Personnalité, fonction : CAZENEUVE Bernard.

FRANCE. Ministre de l'intérieur

Circonstances : Question au gouvernement posée par M. Jean-Luc Laurent, député (SRC) du Val-de-Marne, à l'Assemblée nationale le 12 janvier 2016

ti : Monsieur le Député, nous évoquions à l'instant, en réponse à la question de Guy Teissier, les actes antisémites et les attentats qui se sont produits le 13 novembre. À l'occasion de ces événements absolument tragiques, par ce qu'ils représentent de monstruosité, d'inhumanité et de rupture avec les principes de la République, les musulmans de France ont porté une parole forte, éminemment républicaine. Pour leur parler et les voir souvent, je peux dire devant la représentation nationale qu'un islam de France est en train de naître, de plain-pied dans la République, fier d'y être et affirmant son appartenance première à la République et sa condamnation sans faille des événements abjects qui se sont produits et qui nous rappellent ce dont le terrorisme est capable.

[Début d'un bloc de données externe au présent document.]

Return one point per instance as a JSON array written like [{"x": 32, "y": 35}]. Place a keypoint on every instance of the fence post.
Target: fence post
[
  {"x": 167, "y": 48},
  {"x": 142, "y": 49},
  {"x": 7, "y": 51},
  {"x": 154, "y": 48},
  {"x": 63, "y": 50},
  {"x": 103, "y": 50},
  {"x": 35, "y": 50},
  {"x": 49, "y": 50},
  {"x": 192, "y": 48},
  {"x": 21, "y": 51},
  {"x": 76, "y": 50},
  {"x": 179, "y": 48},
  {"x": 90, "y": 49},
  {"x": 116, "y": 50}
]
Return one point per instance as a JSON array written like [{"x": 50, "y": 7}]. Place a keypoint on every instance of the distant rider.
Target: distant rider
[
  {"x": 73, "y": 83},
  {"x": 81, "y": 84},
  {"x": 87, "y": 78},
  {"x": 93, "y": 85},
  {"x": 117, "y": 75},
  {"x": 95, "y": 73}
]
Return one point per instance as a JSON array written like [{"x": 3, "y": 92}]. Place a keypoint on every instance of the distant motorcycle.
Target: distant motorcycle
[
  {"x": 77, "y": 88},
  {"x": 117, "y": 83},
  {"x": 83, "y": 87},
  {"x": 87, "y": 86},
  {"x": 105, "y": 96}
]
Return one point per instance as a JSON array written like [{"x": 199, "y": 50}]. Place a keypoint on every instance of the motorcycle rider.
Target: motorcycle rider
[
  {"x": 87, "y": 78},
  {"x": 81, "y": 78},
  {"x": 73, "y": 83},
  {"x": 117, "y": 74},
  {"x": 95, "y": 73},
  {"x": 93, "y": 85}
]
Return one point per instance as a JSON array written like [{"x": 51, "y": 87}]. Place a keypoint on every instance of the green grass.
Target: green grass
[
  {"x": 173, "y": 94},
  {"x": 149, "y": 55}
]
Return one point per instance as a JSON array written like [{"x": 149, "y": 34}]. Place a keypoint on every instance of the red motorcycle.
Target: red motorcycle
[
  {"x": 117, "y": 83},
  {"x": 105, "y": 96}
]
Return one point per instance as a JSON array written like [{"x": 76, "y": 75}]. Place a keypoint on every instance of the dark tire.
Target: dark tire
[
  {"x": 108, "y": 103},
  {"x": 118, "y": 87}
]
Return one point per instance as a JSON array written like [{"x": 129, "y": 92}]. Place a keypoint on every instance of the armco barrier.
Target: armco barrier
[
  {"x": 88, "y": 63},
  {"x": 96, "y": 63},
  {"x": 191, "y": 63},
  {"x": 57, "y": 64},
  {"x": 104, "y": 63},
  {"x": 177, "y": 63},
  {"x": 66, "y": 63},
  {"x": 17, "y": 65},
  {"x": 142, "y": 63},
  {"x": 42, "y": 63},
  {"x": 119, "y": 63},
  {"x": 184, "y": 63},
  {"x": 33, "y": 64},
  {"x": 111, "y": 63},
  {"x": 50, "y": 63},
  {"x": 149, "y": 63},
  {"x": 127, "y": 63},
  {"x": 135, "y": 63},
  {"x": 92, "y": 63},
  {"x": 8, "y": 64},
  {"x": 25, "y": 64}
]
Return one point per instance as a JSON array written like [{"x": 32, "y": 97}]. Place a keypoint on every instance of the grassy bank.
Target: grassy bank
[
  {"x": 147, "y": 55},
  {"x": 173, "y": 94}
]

Pour en être convaincu, il n'y a qu'à lire la déclaration de l'ensemble des composantes de l'islam de France, qui se sont réunies à l'Institut du monde arabe quelques jours après les attentats et qui, sous la responsabilité du président du CFCM, Anouar Kbibech, ont adressé une véritable déclaration d'amour à la République. Je veux remercier les musulmans de France pour leur courage, leur détermination et l'affirmation de leur attachement à la République.

Nous devons aller plus loin. S'agissant de la formation des imams, nous devons développer les diplômes universitaires et permettre à ceux qui ont vocation à devenir aumôniers de disposer d'une formation aux principes civiques et républicains. Douze diplômes universitaires - DU - ont été ouverts. Nous devons faire en sorte qu'il y ait une fondation de l'islam de France en 2016, pour assurer la transparence du financement des lieux de culte ainsi qu'une meilleure connaissance de l'islam en France, et créer les conditions d'une relation apaisée dans la République avec l'islam de France. Tels sont les sujets inscrits à notre programme de travail en 2016.